Fingers of green and blue pushed into the new deserts of Asia and the North American Midwest. Artificial reefs glimmered in the Caribbean, pale blue against the deeper ocean. Great wispy machines laboured over the poles to repair the atmosphere. The air was clear as glass, for now mankind drew its energy from the core of Earth itself.
And Bobby knew that if he chose, with a mere effort of will, he could look back into time.
He could watch cities bloom on Earth's patient surface, to dwindle and vanish like rusty dew. He could see species shrivel and devolve like leaves curling into their buds. He could watch the slow dance of the continents as Earth gathered its primordial heat back into its iron heart. The present was a glimmering, expanding bubble of life and awareness, with the past locked within, trapped unmoving like an insect in amber.
For a long time, on this rich, growing Earth, embedded in knowledge, an enhanced humankind had been at peace: a peace unimaginable when he was born.
And all of this had derived from the ambition of one man – a venal, flawed man, a man who had never even understood where his dreams would lead.
How remarkable, he thought.
Bobby looked into his past, and into his heart.
A little after dawn, Vitaly Keldysh climbed stiffly into his car, engaged the SmartDrive, and let the car sweep him away from the run-down hotel.

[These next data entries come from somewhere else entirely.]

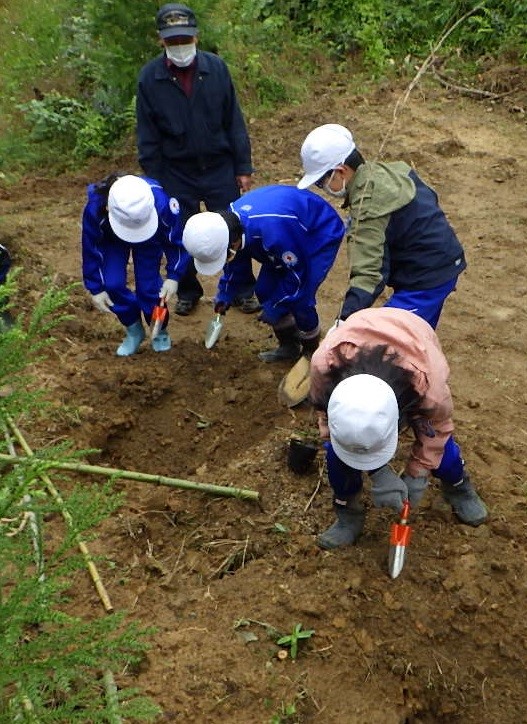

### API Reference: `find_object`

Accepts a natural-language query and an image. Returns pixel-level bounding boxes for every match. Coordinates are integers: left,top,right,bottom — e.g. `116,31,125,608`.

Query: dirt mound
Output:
0,76,527,724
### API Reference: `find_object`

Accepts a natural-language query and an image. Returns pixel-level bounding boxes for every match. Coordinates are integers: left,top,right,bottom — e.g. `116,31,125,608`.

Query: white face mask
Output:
165,43,196,68
322,171,347,199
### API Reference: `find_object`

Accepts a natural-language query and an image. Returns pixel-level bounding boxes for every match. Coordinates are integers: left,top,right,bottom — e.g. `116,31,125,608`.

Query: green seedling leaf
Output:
273,523,289,533
276,623,315,659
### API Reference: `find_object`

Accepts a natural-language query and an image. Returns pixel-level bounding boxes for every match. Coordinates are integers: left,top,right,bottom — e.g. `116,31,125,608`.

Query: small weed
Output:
276,623,315,660
269,701,297,724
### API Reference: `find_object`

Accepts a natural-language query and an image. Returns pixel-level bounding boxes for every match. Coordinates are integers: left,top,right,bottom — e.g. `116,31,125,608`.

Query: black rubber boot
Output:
258,325,302,362
441,473,488,527
317,495,366,551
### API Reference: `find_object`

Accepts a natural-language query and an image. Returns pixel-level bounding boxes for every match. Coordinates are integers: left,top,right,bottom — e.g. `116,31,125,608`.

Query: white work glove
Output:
402,473,428,508
370,465,408,512
91,292,113,312
159,279,179,302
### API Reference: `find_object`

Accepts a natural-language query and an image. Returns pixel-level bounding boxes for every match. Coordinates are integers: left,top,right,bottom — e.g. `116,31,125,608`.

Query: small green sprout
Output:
276,623,315,660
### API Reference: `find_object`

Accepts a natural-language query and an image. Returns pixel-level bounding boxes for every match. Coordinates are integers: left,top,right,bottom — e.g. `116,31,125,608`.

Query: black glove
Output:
214,302,231,314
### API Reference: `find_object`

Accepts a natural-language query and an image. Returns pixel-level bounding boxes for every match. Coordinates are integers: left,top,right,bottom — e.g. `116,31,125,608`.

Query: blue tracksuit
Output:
82,176,190,327
216,185,345,332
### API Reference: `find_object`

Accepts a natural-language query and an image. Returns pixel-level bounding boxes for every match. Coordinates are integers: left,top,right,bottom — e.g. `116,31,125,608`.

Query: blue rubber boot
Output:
117,322,145,357
441,473,488,527
152,329,172,352
317,495,366,551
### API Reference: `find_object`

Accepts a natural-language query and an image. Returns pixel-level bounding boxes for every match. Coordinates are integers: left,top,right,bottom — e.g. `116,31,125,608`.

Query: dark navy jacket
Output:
136,50,253,188
341,161,467,319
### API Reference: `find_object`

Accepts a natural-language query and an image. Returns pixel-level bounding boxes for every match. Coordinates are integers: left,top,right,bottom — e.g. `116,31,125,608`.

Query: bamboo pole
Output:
2,417,113,613
0,453,259,500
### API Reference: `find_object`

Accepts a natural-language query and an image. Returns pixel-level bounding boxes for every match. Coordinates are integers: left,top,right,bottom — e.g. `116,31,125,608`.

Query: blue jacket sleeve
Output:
81,187,104,294
159,199,190,282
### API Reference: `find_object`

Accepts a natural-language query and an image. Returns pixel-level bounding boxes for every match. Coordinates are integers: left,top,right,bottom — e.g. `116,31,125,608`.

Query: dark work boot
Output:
317,494,366,551
300,334,320,359
258,324,302,362
441,473,488,527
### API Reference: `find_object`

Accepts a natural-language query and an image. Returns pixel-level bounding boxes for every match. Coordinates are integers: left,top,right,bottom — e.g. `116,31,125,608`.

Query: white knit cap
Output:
328,375,399,470
183,211,229,275
297,123,356,189
108,176,159,244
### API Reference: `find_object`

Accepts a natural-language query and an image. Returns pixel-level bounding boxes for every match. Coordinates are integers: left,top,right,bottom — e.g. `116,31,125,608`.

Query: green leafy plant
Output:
0,274,160,724
276,623,315,660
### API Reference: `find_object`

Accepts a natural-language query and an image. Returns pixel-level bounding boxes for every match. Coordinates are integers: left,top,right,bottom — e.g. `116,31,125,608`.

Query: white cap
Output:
328,375,399,470
108,176,159,244
183,211,229,275
297,123,356,189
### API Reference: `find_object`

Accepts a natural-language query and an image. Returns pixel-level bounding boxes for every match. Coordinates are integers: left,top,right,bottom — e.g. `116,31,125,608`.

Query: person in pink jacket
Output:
310,307,488,549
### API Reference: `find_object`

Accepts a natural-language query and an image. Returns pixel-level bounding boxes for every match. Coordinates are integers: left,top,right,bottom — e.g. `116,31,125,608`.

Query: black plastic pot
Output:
287,438,318,475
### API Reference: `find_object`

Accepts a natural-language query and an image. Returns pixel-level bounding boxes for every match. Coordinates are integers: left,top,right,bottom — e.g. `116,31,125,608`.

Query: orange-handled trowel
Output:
150,297,168,339
388,500,412,578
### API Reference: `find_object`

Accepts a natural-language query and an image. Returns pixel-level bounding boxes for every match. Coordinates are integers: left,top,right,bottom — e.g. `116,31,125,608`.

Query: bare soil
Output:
0,71,527,724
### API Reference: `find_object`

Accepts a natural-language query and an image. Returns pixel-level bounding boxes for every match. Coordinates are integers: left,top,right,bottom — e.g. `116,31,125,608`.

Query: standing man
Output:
298,123,467,329
183,185,345,362
137,3,259,316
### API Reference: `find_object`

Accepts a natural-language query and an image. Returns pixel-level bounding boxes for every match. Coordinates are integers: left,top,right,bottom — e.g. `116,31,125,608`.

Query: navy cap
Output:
156,3,198,39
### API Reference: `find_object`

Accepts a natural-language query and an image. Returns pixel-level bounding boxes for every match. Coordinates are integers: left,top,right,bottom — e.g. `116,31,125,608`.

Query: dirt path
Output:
0,76,527,724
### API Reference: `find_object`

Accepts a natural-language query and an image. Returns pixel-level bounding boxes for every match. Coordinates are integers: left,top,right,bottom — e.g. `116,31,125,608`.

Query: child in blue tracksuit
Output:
183,185,345,362
82,175,190,357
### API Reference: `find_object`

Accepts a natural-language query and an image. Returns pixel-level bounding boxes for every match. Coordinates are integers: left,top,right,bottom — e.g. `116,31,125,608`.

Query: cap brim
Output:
158,26,198,40
194,252,227,276
108,209,159,244
296,171,327,189
329,425,399,470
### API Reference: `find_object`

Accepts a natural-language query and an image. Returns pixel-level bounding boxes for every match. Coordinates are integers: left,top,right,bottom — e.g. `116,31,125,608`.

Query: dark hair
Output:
318,344,426,430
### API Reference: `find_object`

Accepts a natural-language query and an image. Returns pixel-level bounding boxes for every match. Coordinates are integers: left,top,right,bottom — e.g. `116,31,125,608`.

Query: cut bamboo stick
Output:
0,453,259,500
2,417,113,613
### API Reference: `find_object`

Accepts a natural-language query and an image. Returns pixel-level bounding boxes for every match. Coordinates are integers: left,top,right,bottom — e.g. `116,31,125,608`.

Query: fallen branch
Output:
0,454,259,500
2,417,113,613
432,68,516,101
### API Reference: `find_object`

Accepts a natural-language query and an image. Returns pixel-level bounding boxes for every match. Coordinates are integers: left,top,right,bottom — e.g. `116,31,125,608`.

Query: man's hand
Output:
214,302,231,314
91,292,113,312
159,279,179,302
402,473,428,508
236,174,253,194
370,465,408,513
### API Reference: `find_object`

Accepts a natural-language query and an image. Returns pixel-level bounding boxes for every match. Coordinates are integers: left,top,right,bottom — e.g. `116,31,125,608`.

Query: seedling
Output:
276,623,315,660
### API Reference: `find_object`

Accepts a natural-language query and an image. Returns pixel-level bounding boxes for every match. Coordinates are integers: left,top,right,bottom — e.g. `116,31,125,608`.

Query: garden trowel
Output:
388,500,412,578
150,297,168,339
278,355,311,407
205,314,223,349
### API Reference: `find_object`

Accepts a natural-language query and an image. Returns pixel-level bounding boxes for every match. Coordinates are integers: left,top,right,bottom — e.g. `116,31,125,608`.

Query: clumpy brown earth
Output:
0,75,527,724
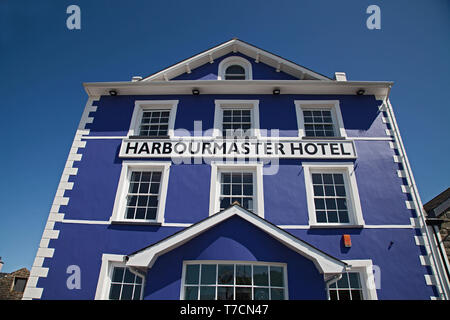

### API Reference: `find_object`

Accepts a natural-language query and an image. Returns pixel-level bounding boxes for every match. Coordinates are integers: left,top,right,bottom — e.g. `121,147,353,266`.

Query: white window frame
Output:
180,260,289,301
95,253,145,300
128,100,178,138
327,259,380,300
213,100,261,139
209,161,264,218
217,56,253,81
110,161,172,224
302,162,365,228
294,100,347,139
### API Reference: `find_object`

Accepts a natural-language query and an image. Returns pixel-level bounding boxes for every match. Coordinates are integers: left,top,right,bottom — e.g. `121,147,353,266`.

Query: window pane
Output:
338,290,351,300
314,186,324,196
184,286,198,300
112,267,124,282
327,211,339,223
270,266,283,287
253,288,269,300
337,273,349,289
270,289,284,300
200,264,217,284
133,286,142,300
109,284,122,300
322,173,333,184
348,272,361,289
316,211,327,222
225,65,245,75
185,264,200,284
236,265,252,284
200,287,216,300
123,269,136,283
339,211,350,223
13,278,27,292
351,290,363,300
312,173,322,184
217,264,234,284
253,266,269,286
330,290,338,300
120,284,133,300
325,199,336,210
333,174,344,184
217,287,234,300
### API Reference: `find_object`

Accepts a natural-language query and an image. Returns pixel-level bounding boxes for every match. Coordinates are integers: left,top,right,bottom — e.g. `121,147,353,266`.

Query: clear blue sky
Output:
0,0,450,272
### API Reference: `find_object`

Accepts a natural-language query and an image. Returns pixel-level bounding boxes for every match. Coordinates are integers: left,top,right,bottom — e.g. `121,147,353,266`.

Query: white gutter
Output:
83,80,393,96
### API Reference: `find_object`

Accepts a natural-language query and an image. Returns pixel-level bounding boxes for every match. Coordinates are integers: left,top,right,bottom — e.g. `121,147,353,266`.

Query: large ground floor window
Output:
181,261,287,300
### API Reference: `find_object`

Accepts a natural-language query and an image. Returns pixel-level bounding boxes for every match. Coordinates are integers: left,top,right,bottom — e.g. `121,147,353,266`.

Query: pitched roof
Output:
423,188,450,216
126,205,347,274
140,38,332,81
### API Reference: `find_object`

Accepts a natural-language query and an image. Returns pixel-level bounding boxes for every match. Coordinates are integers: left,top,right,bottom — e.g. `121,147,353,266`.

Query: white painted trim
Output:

The streets of Leninsk were empty, the road surface cracked, many windows boarded up. He remembered how this place had been at its peak, in the 1970s perhaps: a bustling science city with a population of tens of thousands, with schools, cinemas, a swimming pool, a sports stadium, cafes, restaurants and hotels, even its own TV station.
Still, as he passed the main gateway to the north of the city, there was the old blue sign with its white pointing arrow: TO BAIKONUR, still proclaiming that ancient deceptive name. And still, here at the empty heart of Asia, Russian engineers built spaceships and fired them into the sky.